El Evangelio conduce “la Ley a su plenitud mediante la imitación de la perfección del Padre celestial, mediante el perdón de los enemigos y la oración por los perseguidores, según el modelo de la generosidad divina”
(Catecismo 1968).

Jesús personifica con su doctrina y con su vida esta plenitud de la Ley. En su enseñanza, el Señor explica su propio ser y actuar. Como nos recuerda el Papa Benedicto, “la verdadera originalidad del Nuevo Testamento no consiste en nuevas ideas, sino en la figura misma de Cristo, que da carne y sangre a los conceptos: un realismo inaudito” (Deus caritas est, 12).

Desde esta perspectiva, las palabras del Evangelio (cf Mt 5,38-48) - que, en un primer acercamiento, podrían parecer un programa imposible - se convierten en un estilo de vida que podemos ver claramente reflejado en Jesucristo. Él, decía San Jerónimo, “no manda cosas imposibles, sino perfectas”.

En la Cruz se realiza el amor en su forma más radical, más perfecta, más divina: “Nuestro Señor estuvo preparado, no solo a permitir que le hiriesen en la otra mejilla por la salvación de todos, sino a ser crucificado en todo su cuerpo”, comenta San Agustín. De su corazón traspasado brota el amor de Dios como un río de agua viva capaz de transformar nuestros corazones y hacerlos semejantes al suyo.

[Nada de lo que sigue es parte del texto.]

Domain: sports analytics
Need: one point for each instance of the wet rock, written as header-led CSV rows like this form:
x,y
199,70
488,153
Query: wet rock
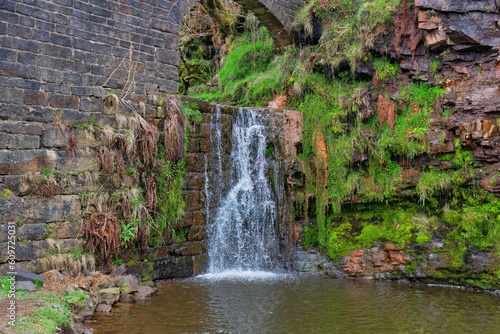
x,y
127,284
109,292
119,271
22,161
479,262
52,276
25,285
103,308
174,268
108,300
27,276
142,293
78,328
376,262
126,298
88,308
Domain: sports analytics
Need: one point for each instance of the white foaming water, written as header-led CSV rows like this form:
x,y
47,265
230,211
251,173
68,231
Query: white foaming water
x,y
242,239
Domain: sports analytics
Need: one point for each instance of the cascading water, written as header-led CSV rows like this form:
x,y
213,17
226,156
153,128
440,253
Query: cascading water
x,y
240,219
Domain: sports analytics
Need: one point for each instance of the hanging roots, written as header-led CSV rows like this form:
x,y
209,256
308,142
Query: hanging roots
x,y
105,159
143,231
67,264
150,186
102,236
71,145
174,130
148,138
47,189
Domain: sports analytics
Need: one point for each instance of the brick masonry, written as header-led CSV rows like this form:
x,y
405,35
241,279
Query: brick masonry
x,y
58,59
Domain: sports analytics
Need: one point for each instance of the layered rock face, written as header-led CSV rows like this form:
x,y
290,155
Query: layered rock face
x,y
457,48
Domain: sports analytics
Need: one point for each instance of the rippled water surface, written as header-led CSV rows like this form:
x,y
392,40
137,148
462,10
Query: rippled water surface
x,y
278,304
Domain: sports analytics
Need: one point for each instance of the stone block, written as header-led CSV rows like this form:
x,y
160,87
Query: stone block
x,y
35,98
199,218
109,292
195,162
67,245
83,161
4,232
56,208
26,251
55,136
85,138
25,285
11,210
21,161
34,266
179,267
194,181
13,141
22,275
127,284
187,248
143,292
196,233
193,201
64,230
200,264
31,232
24,128
193,145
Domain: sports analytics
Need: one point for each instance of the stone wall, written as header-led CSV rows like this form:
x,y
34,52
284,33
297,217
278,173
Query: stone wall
x,y
60,61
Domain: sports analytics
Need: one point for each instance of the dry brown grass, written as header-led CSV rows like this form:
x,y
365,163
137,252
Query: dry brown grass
x,y
105,157
71,147
150,187
147,135
386,111
48,188
69,265
102,236
174,130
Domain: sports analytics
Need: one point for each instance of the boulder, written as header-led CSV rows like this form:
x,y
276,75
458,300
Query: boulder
x,y
27,276
103,308
25,285
127,284
143,292
109,292
126,298
119,271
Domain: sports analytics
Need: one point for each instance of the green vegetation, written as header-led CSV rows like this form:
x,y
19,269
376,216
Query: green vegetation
x,y
349,27
49,314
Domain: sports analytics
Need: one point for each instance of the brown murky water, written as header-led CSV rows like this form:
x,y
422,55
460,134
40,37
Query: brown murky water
x,y
305,304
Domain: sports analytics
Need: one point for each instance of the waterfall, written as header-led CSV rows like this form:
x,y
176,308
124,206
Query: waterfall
x,y
241,211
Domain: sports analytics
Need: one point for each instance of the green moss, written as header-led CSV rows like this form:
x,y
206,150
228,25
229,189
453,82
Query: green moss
x,y
50,314
171,203
384,69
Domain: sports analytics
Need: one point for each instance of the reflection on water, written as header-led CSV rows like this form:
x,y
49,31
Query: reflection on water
x,y
303,305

La plenitud de la Ley consiste, más allá de la letra de sus preceptos, en imitar a Dios; es decir, en identificarnos con Jesucristo acogiendo y haciendo nuestro el amor gratuito y desinteresado que el Padre nos ofrece: “Amad a vuestros enemigos, haced el bien a los que os aborrecen y rezad por los que os persiguen y calumnian. Así seréis hijos de vuestro Padre que está en el cielo, que hace salir su sol sobre malos y buenos y manda la lluvia a justos e injustos” (Mt 5,44-45).

El Señor nos pide purificar nuestra facultad humana de amar y elevarla a la perfección sobrenatural del amor divino: “Sed perfectos como vuestro Padre celestial es perfecto” (Mt 5,48). Así como los hijos carnales se parecen a sus padres por algún rasgo del cuerpo, nosotros, que somos hijos espirituales de Dios, nos pareceremos a Él por la santidad.